The team's work was featured in the January issue of the journal ACS Sustainable Chemistry. By processing waste through a microbe-driven biorefinery, the researchers turned lignin into carbon sources that could be used in high-value, plant-derived pharmaceuticals and antioxidant nutraceuticals, as well as carbon-based nanoparticles for drug delivery, the report stated.
"Lignin should have tremendous value, but it's intrinsically regarded as waste," said Kimberly Gray of Northwestern's McCormick School of Engineering in the report. "Lignin makes up 20-30% of biomass but 40% of the energy, which is a lot, but it's difficult to tap this energy source. Nature made lignin so recalcitrant to processing that people haven't figured out how to use it."
"Researchers have been trying to solve this problem for decades," she added. "Using an oil refinery as a template, we developed a biorefinery that takes in waste streams and produces high-value products."
Lignin is present in all vascular plants and gives strong, sturdy plants, like trees, structural support, the release stated. Without lignin, wood and bark would be too weak to support trees.
Most industries that use plants, however, such as the paper manufacturing and brewing industries, strip out lignin, leaving behind cellulose. Instead of making use of nature's ultra-resistant material, industrial teams burn lignin as a cheap fuel.
To develop a biorefinery for breaking down carbon waste, the researchers first engineered a microbial electrolysis cell (MEC), which exchanges energy between an anode and a cathode. Northwestern's bio-anode comprises exoelectrogens, a type of bacteria that naturally generates electrical energy by eating organic matter, the researchers said.
"The microbes act as the catalyst," said study co-author George Wells, associate professor of civil and environmental engineering at McCormick. "Instead of using chemical catalysts, which are often very expensive and require high temperatures, we're using biology as the catalyst."
The MEC cycles waste-filled water through the bacteria, which eat up the carbon. The extracted electrons then flow from the bio-anode to the cathode (made of a carbon cloth), where they reduce oxygen to generate water.
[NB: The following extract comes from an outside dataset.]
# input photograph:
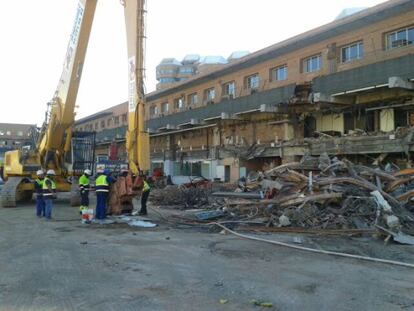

The process consumes protons, driving up the water's pH to turn it into a caustic solution, which can be used in several ways, including wastewater treatment. When the researchers exposed lignin to the bio-based caustic chemical, lignin's polymers broke apart in a way that preserved the aromatic rings, including rings of carbon called flavonoids, an antioxidant-rich phytonutrient often found in supplements.
The rest of the processed lignin (about 80%) became carbon-based nanoparticles, which could be used to encompass substances for targeted drug delivery. The study demonstrates a promising strategy for transforming lignin waste into valuable carbon, the researchers said.